THE Zambia Tobacco Control Consortium has called for the revocation of incentives to tobacco companies operating in the Lusaka South Multi Facility Economic Zone (LSMFEZ) as it falls against the World Health Organisation (WHO) Treaty that Zambia remains a signatory to.
And the Consortium has called for the speedy enactment of the Tobacco Products and Nicotine Products Control Bill of 2018, which has been on the agenda for the last 12 years.
Speaking to journalists in Lusaka, Consortium secretary Muyunda Ililonga observed that incentivising tobacco production companies showed a lack of consistency within government as the Ministry of Health was pushing for the enactment of the Bill, while the Agriculture and Commerce Ministries were pushing for increased tobacco production in the country.
Zambia has been a signatory to the WHO Framework Convention on Tobacco Control (FCTC) Treaty, an evidence-based Treaty that reaffirms the right of all people to the highest standard of health, since May 23, 2008.
“There is the issue of inconsistency where the Ministry of Health is advocating for the Tobacco Control law and the Ministry of Agriculture and Commerce are promoting the development of tobacco companies, we strongly condemn that. We must have an all-government approach. When this government signed the FCTC, it was not the Ministry of Health alone, it was the whole government. So, we expect the Ministry of Commerce, Agriculture to support what their government signed because, you see, when you sign an international treaty, you actually undertake to the whole world that we are going to do everything that this Treaty has. But when you come home, you start abrogating the Treaty by giving tobacco companies incentives to trade in the multi-facility zone. That is wrong, we condemn government’s move to allow British American Tobacco (BAT) and Roland Tobacco to have incentives to have their factories in the MFEZ, that is wrong! Government must address that issue because it shows that government is not consistent. What they went to pledge on the international platform is not what is happening here. We are very aggrieved, as tobacco control advocacy groups, that despite what government knows and what they have signed, they are doing the opposite,” Ililonga said.
“So, we want the law signed, we want the government to stop any kind of incentives to the tobacco companies. So, if anything those tobacco companies that are already in the MFEZ, they must remove the incentives from them so that we do not promote a product that is killing the majority of the people.”

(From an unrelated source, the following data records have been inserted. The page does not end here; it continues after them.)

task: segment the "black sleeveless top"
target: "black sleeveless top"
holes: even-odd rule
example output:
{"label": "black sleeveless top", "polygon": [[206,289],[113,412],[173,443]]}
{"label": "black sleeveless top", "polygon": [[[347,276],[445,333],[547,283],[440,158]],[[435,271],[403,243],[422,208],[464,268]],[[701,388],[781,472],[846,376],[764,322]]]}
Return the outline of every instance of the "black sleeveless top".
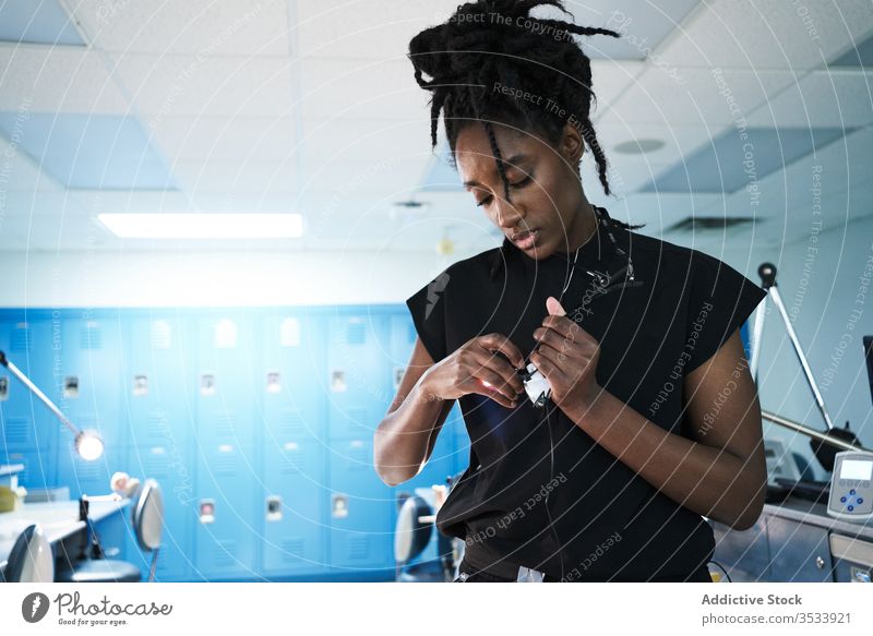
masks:
{"label": "black sleeveless top", "polygon": [[[562,305],[569,315],[585,307],[575,316],[600,344],[598,383],[651,422],[689,436],[684,375],[718,350],[765,292],[703,252],[613,231],[631,255],[634,283],[622,276],[591,291],[585,269],[626,265],[598,227],[579,250]],[[574,253],[537,261],[504,239],[449,266],[406,301],[433,360],[492,332],[527,356],[548,315],[546,299],[560,297]],[[524,395],[515,409],[477,394],[458,401],[470,465],[436,527],[465,540],[474,567],[505,576],[525,565],[566,580],[633,581],[684,577],[711,559],[713,529],[701,515],[657,491],[551,400],[543,409]]]}

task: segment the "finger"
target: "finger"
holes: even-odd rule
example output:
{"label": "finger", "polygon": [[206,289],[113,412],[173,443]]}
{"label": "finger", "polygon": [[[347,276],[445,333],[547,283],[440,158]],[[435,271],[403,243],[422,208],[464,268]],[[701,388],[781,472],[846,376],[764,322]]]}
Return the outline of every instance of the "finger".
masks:
{"label": "finger", "polygon": [[539,351],[534,351],[530,353],[530,361],[539,370],[539,372],[546,376],[546,380],[549,380],[550,382],[555,377],[555,374],[559,371],[554,362]]}
{"label": "finger", "polygon": [[564,310],[561,301],[559,301],[555,297],[550,296],[546,300],[546,310],[551,315],[566,315],[566,310]]}
{"label": "finger", "polygon": [[494,401],[497,401],[502,406],[505,406],[506,408],[515,408],[518,405],[517,399],[511,399],[505,395],[503,395],[502,393],[500,393],[499,391],[492,391],[490,388],[486,388],[482,385],[481,381],[477,377],[471,377],[468,383],[465,383],[463,391],[465,393],[475,393],[477,395],[490,397],[491,399],[493,399]]}
{"label": "finger", "polygon": [[560,315],[547,315],[542,319],[542,326],[554,329],[565,337],[573,337],[575,340],[585,340],[594,337],[579,326],[576,321]]}
{"label": "finger", "polygon": [[479,345],[488,351],[500,351],[516,369],[525,363],[522,351],[503,334],[487,334],[479,338]]}
{"label": "finger", "polygon": [[506,399],[515,399],[518,393],[500,373],[488,367],[480,367],[471,373],[471,376],[482,383],[491,393],[501,393]]}
{"label": "finger", "polygon": [[566,349],[573,344],[573,338],[563,336],[550,327],[537,327],[534,329],[534,339],[538,345],[549,345],[554,349]]}
{"label": "finger", "polygon": [[515,393],[522,393],[524,391],[524,385],[518,377],[518,373],[516,373],[515,368],[510,364],[505,358],[495,356],[488,349],[479,349],[478,351],[473,349],[471,353],[477,364],[498,373],[502,377],[502,382],[511,386],[512,391],[515,391]]}

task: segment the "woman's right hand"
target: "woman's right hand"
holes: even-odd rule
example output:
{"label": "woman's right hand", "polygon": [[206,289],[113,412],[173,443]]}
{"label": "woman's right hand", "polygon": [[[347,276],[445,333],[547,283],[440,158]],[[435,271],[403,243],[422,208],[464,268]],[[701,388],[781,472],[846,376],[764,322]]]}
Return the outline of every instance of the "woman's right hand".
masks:
{"label": "woman's right hand", "polygon": [[[514,365],[514,367],[513,367]],[[503,334],[477,336],[428,369],[421,376],[429,396],[456,399],[478,393],[514,408],[525,387],[516,369],[524,365],[518,348]]]}

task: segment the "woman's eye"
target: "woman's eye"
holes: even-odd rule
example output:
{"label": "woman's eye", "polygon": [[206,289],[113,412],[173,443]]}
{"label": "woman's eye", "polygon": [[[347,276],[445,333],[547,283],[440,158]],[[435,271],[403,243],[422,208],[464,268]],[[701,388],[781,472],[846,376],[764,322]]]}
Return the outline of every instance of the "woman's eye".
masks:
{"label": "woman's eye", "polygon": [[[525,177],[521,181],[516,181],[515,183],[510,183],[510,188],[524,188],[525,185],[530,183],[530,180],[531,180],[530,177]],[[486,196],[476,205],[477,206],[488,205],[491,202],[491,199],[492,199],[491,196]]]}

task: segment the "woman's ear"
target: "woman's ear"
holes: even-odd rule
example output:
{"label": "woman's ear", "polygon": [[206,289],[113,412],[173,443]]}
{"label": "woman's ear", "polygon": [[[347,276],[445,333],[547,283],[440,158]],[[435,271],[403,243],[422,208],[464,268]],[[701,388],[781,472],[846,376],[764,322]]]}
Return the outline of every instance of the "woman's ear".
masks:
{"label": "woman's ear", "polygon": [[585,140],[582,139],[579,130],[571,123],[565,123],[561,133],[561,155],[575,170],[583,154],[585,154]]}

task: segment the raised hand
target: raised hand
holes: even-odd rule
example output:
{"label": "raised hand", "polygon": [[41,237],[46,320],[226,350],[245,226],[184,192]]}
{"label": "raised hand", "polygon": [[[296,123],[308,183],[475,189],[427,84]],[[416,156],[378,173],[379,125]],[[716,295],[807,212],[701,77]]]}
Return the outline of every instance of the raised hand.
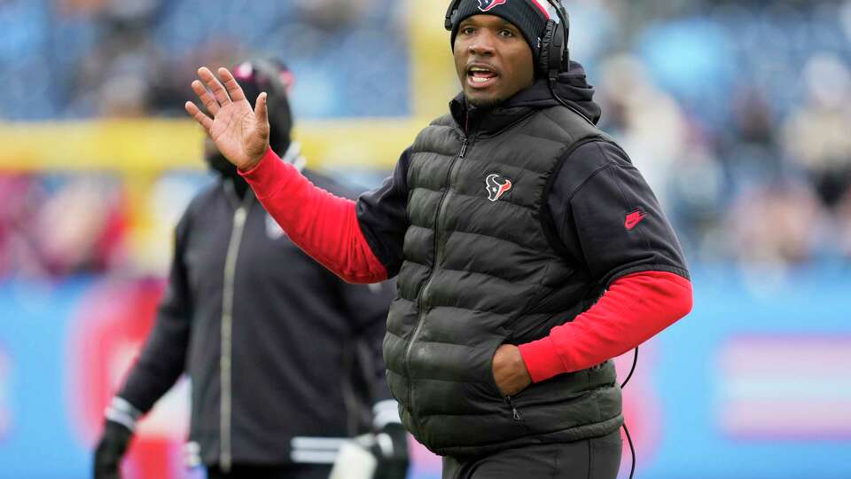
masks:
{"label": "raised hand", "polygon": [[257,97],[252,110],[230,72],[219,68],[218,74],[223,86],[206,67],[198,70],[203,83],[198,80],[192,82],[192,90],[213,118],[191,101],[186,102],[186,112],[207,130],[228,161],[239,169],[248,170],[260,162],[269,149],[266,93]]}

And he bemoaned the protracted delay in enacting the Tobacco Control Bill, which he said had life-saving properties.
“We cannot talk about developing a law for 12 years, this so where we have reached now. We think that there has just been too much delay in enacting this law. We have been talking about the same law for 12 years now, and the law has not even yet reached the Ministry of Justice for draft. So, we think that government must double up the effort to ensure that the law is passed. It’s a life-saving law, tobacco is a killer and we must not take this very lightly,” he said.
“I think let’s use the COVID period as a learning lesson, or a teachable moment because it’s a respiratory epidemic and any product that affects your respiratory organs just quickens your death! Part of that money being donated for COVID could be used for education to tell the smokers to stop smoking because I have not heard any money from what has been donated going towards tobacco control, especially that there is second-hand smoke where innocent people are actually affected by the behaviour of smokers. So, government should not delay in developing this law.”
Meanwhile, Ililonga bemoaned the poor implementation of laws that prohibited smoking in public places as it put the population at risk during the COVID-19 pandemic.
“You see the Statutory Instrument Number 63 of 1992, Statutory Instrument Number 39 of 2008, the Public Health Act Cap 295 of the laws of Zambia, Section 67, all these prohibit smoking in public places and all local authorities have got inspectors that are supposed to implement this law. We have been sleeping, the implementation is very poor so we want the Ministry of Health to up the implementation, particularly this time of COVID-19 to ensure that these laws that are already on paper are enforced otherwise there is no point advocating for another law when what you have already is not enforced,” said Ililonga.